La Guerra, fatta da mano umana, ammazza con le bombe e i proiettili e ammazza la terra. Fonti di vita, terra e acqua. Uomini e donne non le possono utilizzare. L'Africa ne è piena, il Sud Sudan, soprattutto al sud, ha una natura rigogliosa. Oggi la natura rigogliosa è sterile, perché mano umana non può darle vita.
AVSI in Sud Sudan. Quello che facciamo è continuare a pensare, pensare continuamente a come fare, oltre a quello che già facciamo. La risposta che danno le UN o i grandi donatori è “distribuzione di cibo”. Ci ho pensato tante volte, cosa distribuiscono? Mi sono immaginata sacchi di granaglie o di cibo nutritivo per bambini, distribuito con i camion, oppure con gli aerei, in volo. A Leer, nello Stato dello Unity, dove il conflitto continua ad essere feroce, ci hanno raccontato che le poche organizzazioni non governative che ci sono distribuivano il cibo nei villaggi andando a piedi.

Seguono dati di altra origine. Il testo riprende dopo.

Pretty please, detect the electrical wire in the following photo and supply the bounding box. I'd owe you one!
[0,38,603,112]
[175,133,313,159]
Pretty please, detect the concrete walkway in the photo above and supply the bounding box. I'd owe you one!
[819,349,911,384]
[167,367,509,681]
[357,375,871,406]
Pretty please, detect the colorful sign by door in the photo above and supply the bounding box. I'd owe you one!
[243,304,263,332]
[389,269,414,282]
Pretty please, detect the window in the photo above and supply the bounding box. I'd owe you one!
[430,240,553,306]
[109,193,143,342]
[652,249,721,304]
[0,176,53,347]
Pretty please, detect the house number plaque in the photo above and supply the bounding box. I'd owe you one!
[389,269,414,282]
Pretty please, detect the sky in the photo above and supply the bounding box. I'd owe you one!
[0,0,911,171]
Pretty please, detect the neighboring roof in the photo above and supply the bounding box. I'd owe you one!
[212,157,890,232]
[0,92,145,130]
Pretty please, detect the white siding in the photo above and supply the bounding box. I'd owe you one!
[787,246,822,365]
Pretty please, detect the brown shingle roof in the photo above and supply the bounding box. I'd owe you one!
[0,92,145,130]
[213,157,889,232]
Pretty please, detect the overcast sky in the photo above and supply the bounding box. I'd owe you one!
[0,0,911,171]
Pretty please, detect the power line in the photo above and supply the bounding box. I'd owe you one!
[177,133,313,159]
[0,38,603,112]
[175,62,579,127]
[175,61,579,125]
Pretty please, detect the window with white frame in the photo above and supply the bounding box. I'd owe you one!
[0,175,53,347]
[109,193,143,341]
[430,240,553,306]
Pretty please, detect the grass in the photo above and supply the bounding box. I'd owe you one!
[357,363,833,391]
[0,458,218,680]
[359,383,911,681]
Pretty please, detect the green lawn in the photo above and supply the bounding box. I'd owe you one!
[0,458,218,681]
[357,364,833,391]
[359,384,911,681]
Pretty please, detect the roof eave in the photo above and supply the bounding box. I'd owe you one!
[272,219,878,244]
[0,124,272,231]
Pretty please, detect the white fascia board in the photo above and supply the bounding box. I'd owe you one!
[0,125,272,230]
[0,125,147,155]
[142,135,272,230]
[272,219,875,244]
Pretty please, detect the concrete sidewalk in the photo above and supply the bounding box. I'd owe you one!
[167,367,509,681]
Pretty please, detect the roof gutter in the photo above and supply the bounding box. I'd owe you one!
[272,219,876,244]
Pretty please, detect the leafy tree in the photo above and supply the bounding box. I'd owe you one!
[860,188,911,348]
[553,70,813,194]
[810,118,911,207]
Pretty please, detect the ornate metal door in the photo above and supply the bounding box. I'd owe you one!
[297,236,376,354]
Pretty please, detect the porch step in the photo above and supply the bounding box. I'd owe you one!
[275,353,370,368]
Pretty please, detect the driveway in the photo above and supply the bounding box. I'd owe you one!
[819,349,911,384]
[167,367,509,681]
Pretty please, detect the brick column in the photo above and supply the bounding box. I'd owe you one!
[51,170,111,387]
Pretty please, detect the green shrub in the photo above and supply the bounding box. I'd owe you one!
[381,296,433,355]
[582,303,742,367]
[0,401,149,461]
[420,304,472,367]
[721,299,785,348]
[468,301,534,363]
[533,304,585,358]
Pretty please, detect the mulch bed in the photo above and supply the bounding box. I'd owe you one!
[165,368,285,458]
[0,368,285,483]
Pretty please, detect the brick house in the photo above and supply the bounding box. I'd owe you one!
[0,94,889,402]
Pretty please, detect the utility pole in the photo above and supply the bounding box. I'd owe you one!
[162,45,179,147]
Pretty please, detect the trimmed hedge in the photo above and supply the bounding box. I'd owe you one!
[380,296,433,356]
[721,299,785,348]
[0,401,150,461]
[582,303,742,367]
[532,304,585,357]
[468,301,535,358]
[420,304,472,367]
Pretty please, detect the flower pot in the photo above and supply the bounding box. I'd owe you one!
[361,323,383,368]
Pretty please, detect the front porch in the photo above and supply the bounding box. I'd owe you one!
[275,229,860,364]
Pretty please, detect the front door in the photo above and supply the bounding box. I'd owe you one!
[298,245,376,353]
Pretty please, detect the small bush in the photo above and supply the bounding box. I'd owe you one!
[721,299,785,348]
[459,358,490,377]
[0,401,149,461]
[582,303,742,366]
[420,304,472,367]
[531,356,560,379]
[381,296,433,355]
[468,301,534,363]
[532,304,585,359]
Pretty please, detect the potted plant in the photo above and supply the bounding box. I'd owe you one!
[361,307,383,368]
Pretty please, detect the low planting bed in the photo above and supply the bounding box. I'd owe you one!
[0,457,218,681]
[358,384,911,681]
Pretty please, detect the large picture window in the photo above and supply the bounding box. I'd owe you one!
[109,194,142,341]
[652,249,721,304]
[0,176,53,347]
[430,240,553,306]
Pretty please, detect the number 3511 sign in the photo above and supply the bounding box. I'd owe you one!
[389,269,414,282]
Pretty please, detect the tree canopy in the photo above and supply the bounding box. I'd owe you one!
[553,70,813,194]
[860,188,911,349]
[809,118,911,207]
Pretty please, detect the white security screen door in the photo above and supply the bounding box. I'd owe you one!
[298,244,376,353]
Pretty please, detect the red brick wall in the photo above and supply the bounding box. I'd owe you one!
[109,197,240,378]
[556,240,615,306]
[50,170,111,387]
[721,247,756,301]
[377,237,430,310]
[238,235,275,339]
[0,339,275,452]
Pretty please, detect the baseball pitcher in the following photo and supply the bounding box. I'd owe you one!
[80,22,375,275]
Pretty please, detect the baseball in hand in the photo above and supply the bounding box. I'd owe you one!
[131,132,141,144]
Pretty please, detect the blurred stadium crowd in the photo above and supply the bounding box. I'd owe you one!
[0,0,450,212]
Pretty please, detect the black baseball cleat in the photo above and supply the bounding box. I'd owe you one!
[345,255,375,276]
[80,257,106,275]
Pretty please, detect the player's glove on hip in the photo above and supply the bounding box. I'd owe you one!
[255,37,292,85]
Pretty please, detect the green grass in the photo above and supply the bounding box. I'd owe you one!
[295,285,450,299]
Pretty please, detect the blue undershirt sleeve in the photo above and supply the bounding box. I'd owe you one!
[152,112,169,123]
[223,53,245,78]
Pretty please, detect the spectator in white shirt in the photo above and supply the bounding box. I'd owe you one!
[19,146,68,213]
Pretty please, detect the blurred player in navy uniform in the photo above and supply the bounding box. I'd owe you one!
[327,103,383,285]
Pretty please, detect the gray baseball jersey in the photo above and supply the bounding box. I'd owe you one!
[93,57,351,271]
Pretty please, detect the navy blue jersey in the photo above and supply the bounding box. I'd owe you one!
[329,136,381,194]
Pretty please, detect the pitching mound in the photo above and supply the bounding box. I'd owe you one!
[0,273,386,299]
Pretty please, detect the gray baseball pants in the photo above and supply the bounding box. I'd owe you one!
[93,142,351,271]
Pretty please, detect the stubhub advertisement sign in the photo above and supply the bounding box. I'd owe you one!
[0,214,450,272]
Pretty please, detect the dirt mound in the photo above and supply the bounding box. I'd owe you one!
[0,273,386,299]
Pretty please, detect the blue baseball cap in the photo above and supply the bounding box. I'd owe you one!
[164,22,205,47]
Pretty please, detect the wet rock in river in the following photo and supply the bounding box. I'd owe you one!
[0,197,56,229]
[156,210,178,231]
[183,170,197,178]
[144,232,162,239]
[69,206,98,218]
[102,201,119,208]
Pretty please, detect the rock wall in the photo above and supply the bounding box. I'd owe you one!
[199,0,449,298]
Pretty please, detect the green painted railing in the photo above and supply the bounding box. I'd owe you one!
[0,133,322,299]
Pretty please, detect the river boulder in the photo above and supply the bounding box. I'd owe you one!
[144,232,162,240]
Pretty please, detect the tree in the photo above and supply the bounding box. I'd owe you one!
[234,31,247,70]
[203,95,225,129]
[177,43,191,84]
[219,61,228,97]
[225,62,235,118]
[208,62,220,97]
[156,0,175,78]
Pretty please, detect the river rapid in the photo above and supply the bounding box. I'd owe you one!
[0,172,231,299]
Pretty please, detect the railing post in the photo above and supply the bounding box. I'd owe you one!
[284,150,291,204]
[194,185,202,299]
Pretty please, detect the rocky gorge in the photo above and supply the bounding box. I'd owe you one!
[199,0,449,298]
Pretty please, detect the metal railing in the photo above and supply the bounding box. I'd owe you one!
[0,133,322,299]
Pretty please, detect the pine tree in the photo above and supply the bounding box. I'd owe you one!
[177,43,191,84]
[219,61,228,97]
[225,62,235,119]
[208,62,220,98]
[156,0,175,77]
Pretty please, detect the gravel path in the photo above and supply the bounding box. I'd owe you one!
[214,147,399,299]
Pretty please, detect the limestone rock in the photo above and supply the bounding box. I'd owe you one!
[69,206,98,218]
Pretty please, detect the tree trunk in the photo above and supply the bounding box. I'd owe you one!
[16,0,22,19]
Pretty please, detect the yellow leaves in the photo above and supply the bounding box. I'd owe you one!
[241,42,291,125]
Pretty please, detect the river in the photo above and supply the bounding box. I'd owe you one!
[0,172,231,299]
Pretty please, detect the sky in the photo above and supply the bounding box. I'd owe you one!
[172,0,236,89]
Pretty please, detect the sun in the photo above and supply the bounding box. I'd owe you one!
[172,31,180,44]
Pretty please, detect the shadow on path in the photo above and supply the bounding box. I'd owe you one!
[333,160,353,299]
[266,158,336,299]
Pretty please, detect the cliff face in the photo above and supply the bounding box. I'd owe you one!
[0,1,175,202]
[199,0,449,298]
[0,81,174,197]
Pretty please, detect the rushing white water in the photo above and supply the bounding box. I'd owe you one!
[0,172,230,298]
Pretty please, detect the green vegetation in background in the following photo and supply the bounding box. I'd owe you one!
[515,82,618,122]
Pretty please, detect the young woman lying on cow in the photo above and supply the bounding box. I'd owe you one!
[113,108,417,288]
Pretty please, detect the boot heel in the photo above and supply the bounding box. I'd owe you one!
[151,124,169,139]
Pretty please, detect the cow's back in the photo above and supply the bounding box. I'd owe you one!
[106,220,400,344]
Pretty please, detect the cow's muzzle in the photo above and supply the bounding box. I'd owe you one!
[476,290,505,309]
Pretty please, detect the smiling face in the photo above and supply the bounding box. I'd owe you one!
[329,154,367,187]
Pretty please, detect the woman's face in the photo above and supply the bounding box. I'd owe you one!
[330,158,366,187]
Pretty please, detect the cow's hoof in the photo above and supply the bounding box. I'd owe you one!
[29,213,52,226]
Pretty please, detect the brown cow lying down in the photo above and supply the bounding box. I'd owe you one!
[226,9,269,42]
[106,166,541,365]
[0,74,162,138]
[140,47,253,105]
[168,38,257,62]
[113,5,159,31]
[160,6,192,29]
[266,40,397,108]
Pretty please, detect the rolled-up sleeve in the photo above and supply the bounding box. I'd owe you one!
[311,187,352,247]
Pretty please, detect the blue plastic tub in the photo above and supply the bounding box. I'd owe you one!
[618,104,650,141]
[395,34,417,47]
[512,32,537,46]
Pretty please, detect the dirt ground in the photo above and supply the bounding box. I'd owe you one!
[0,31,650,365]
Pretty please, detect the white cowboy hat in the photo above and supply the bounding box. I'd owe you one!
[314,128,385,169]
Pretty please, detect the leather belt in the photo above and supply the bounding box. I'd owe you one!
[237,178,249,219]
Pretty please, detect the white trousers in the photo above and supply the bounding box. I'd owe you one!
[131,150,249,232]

La fame. Qualcosa che percepiamo anche noi, che qui lavoriamo e riusciamo ad avere una vita. La vediamo la fame. La fame la vedi perché vedi la gente che ha fame e perché vedi i mercati, vuoti. L'unica cosa che riesci a dire è che “non c'è niente” “qui non c'è niente”. Vai al mercato e sui banchetti trovi qualcosa: banana, ananas, papaya, avocado, limoni, zucchini, melanzane, pomodori, arance. Basta. Poche. A volte ci sono a volte no. Fi la spesa e sai che arriva tutto da Kenya e Uganda. Questa terra non produce niente. C'è qualcosa da mettere sotto i denti, si. C'è. Anche la gente nei villaggi ce la fa a trovare fagioli e pocho, una polenta fatta di sorgo, immangiabile, senza sapore.
Ma mi chiedo, è questo che significa mangiare? Nutrirsi? Non basta. Una terra che non produce perché c'è la Guerra che fa scappare le persone, e le persone non si affezionano a questa terra e non la curano. Cosi come non si affezionano a se stessi, e non se ne curano. Una vita che vale poco dove non c'è una terra a cui appartenere, una terra nel senso vero, proprio la terra, il terreno, quello che nella stagione secca diventa polvere che ti ritrovi dappertutto a fine giornata. Una terra sterile, perché non può avere un rapporto buono con l'Uomo. Quello che trovi al mercato c'è ma non ti basta.
Proviamo a pensare a dei centri nutrizionali, dove le donne abbiano tempo di un pensiero buono sulla cura di se stesse e dei loro bambini. Pensiamo a questo, invece che a distribuire cibo. Perché ci sia un attaccamento alla terra, a loro stessi, alla comunità, alla famiglia. In mezzo alla Guerra, nutriamo l'Umano, questo ci è venuto in mente un giorno. Sembra da pazzi, ma suona più bello di un sacco di sorgo da dividere tra gente disperata.